The JCCH is built upon the Kachikan values that the Issei pioneers brought with them from Japan. Over the generations, these values have been passed down in our community and ties us to the shared values of our neighbors, regardless of ethnicity.
Kōkō means dutiful obedience to parents. The obligation to “honor thy father and mother” continues throughout one’s life.
Debt of Gratitude
On means obligation, being indebted to someone for their kindness, favor, care, and help. It is a debt of gratitude that is lifelong.
Gaman means the acceptance of and ability to deal with life’s adversities. It is maintaining one’s dignity and honor with diligence and perseverance.
Ganbari means persistence, steadfastness to a purpose or course of action.
Shikata Ga Nai
Acceptance with Resignation
Shikata-ga-nai is acceptance of fate circumstances that cannot be helped. Japanese believe that when there is no other alternative, one must accept one’s fate and circumstances, no matter how unfortunate.
Kansha means gratitude, being grateful or thankful by expressing one’s appreciation.
Chūgi means loyalty, the consistent adherence to a cause, principle, or person. Chūgi is defined as faithfulness, truth, and fidelity.
Sekinin means responsibility, being accountable or answerable to something within one’s power. It is taking care of self and others, fulfilling obligations, contributing to the community and building a better world.
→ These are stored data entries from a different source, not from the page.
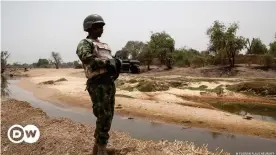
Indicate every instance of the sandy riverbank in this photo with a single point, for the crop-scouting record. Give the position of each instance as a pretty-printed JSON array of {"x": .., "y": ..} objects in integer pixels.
[
  {"x": 164, "y": 106},
  {"x": 78, "y": 138}
]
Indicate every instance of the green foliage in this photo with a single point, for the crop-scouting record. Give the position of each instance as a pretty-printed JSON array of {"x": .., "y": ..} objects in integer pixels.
[
  {"x": 4, "y": 56},
  {"x": 56, "y": 59},
  {"x": 258, "y": 88},
  {"x": 268, "y": 60},
  {"x": 162, "y": 46},
  {"x": 223, "y": 40},
  {"x": 42, "y": 63},
  {"x": 256, "y": 47},
  {"x": 133, "y": 48},
  {"x": 272, "y": 48},
  {"x": 191, "y": 58},
  {"x": 146, "y": 55},
  {"x": 122, "y": 54},
  {"x": 77, "y": 65}
]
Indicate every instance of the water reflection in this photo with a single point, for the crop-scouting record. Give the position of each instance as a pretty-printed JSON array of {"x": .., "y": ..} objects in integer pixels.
[
  {"x": 5, "y": 92},
  {"x": 258, "y": 111}
]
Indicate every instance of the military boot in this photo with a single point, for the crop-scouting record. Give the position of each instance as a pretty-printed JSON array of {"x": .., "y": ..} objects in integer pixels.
[{"x": 102, "y": 150}]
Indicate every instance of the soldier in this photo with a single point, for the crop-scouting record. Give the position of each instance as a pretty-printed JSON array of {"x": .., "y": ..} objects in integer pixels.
[{"x": 101, "y": 70}]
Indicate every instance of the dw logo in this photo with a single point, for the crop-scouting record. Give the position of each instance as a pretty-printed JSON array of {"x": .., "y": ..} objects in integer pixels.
[{"x": 28, "y": 134}]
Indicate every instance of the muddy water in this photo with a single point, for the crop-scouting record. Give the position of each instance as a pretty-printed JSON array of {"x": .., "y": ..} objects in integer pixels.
[
  {"x": 257, "y": 111},
  {"x": 143, "y": 129}
]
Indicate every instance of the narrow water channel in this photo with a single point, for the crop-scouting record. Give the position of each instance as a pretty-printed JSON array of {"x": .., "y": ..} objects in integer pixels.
[{"x": 143, "y": 129}]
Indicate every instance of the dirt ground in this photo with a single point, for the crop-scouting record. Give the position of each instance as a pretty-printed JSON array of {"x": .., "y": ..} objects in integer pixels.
[
  {"x": 63, "y": 136},
  {"x": 186, "y": 106}
]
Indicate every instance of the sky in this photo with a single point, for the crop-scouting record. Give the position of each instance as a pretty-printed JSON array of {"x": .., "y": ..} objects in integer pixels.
[{"x": 32, "y": 30}]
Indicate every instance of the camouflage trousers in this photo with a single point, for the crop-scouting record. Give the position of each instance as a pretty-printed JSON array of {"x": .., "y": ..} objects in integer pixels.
[{"x": 103, "y": 100}]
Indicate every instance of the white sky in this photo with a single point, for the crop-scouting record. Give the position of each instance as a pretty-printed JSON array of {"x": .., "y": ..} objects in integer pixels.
[{"x": 32, "y": 30}]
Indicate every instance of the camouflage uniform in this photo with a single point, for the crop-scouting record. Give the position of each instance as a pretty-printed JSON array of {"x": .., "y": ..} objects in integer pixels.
[{"x": 100, "y": 84}]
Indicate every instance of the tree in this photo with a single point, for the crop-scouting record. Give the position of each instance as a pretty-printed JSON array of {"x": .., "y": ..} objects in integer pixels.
[
  {"x": 162, "y": 46},
  {"x": 56, "y": 59},
  {"x": 272, "y": 47},
  {"x": 4, "y": 56},
  {"x": 122, "y": 54},
  {"x": 225, "y": 41},
  {"x": 42, "y": 63},
  {"x": 134, "y": 48},
  {"x": 146, "y": 55},
  {"x": 256, "y": 46}
]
Haji means shame. Japanese culture is predominately one of shame whereas American culture is identified as a guilt culture. Among the Japanese, shame extends to the family and serves as a deterrent for unacceptable behavior. Children of Japanese families are reminded never to bring shame to the family.
Hokori means pride, the antithesis of haji. It is a time of glory or triumph for a person.
Meiyo means honor, attaining distinction, prestige, fame and dignity.
Sense of Duty
Giri means moral obligation, repayment of kindness with kindness, or reciprocal gift-giving. Doing good for someone with a sense of duty is considered giri.
Gisei means sacrifice, giving up one thing for another. It is surrendering something of value for the sake of a higher goal.